It's Friday - so you know what that means right? I'm fucking rocking a hangover like nobody's business. I'll never learn. Idiot.
Please don't lecture me because I dont' think I'd survive right now.
Annnndddd....brain hemorrhage commensing.......NOW!!!
Last night we went out - what else is new, but I said,
"Guys, just know that I'm only going out for a few drinks and I plan on leaving early."
"And I don't really feeling like singing tonight."
I'm such a bad liar.
Three pints of pure alcohol and 4 shots later I was a fucking rock star on a mission to kill myself.
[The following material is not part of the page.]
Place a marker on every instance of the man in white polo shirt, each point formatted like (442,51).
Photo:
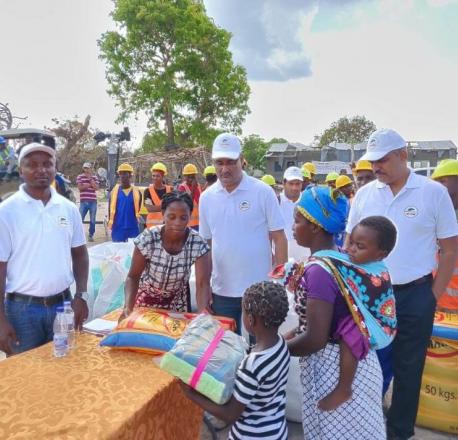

But I was smart and started drinking water early so I could get home safely - wow, I used my brain for a change - mark the date. At least I got home around 1 a.m. - not bad for me right? As for the singing, I in fact did not want to sing, but Trixie made me do one song with her - and then people kept bringing me up with them - even the DJ had me sing "Don't Stop Believing" by Journey - damn, I can sure hit those high notes - can't blame him I guess.
Did drunk dials occur? But of course, is my name Meredith?? I think I left about 5 - I apologize now to whoever received one. I get carried away, but know that those dials help a great deal....to make me laugh that is.
MySpace update - why do so many guys feel it is necessary to send you pictures of themselves with no shirt on? What is that? Do they think I will reciprocate? And too many men coincidentally have no hair on their chests. What the fuck is that anyway?
AND, the stupid emails continue. Fat, ugly dudes send me some of the worst emails ever. If you dont' have the looks, shouldn't you put in a little more effort??? WTF? I'm not shallow enough that I won't give you props if you are intelligent. But come on now - writing in the form of Ebonics just doesn't cut it. Then again if they knew what effort was, they wouldn't be fat, ugly dudes now would they?
And why would an 18 year old want to chill with me? I'm 10 years older - GOOD GRIEF!!!